Bubur Suro merupakan salah satu hidangan khas di Indonesia dalam rangka menyambut dan merayakan Tahun Baru Islam. Tradisi ini biasa dilakukan oleh kalangan masyarakat Jawa yang sudah ada sejak lama dan secara turun-temurun.
Kini, bubur Suro juga masih bisa ditemui di beberapa daerah, seperti di sebagian wilayah Jawa Timur, Jawa Tengah, Yogyakarta, hingga Solo. Untuk mengenal lebih lanjut tentang tradisi bubur Suro, simak serba-serbinya berikut ini:
Mengutip Portal Informasi Indonesia (indonesia.go.id), tradisi memberikan bubur kepada masyarakat setempat yang dinamakan bubur Suro oleh masyarakat Jawa yang dilakukan sudah secara turun-temurun. Tradisi ini dalam rangka merayakan Tahun Baru Islam yang bertepatan pada tanggal 1 Muharam, sekaligus 1 Suro.
Awalya bubur Suro dihadirkan untuk memperingati hari pertama dalam kalender Jawa yang jatuh pada bulan Sura atau Suro yang juga biasanya bertepatan dengan tanggal 1 Muharam dalam kalender Hijriah umat Islam. Mengingat kalender Jawa yang diterbitkan Sultan Agung kala itu mengacu pada kalender Hijriah.
Konon tradisi bubur Suro sudah ada sejak masa kepemimpinan Sultan Agung yang bertahta di Tanah Jawa.
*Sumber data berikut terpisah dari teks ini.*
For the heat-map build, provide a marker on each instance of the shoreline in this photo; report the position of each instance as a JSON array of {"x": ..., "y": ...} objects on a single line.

Seperti sajian yang dihidangkan saat upacara adat Jawa lainnya, bubur Suro merupakan lambang rasa syukur kepada Tuhan Yang Maha Kuasa atas berkah dan rezeki yang diperoleh.
Perlu diketahui bahwa bubur Suro bukanlah sesajen yang bersifat animistik. Bubur Suro hanya dianggap menjadi syarat dengan lambang, dan karenanya harus dibaca, dilihat, dan ditafsirkan sebagai alat (uba rampe dalam bahasa Jawa) untuk memaknai 1 Suro atau tahun baru yang akan datang.
Bubur Suro sendiri terbuat dari beras yang dimasak dengan aneka bumbu dan rempah tradisional, seperti santan, serai, dan daun salam, inilah yang membuat rasanya lebih gurih dibandingkan bubur biasanya. Sajian bubur Suro biasanya memiliki tampilan dan lauk yang berbeda-beda tergantung daerahnya.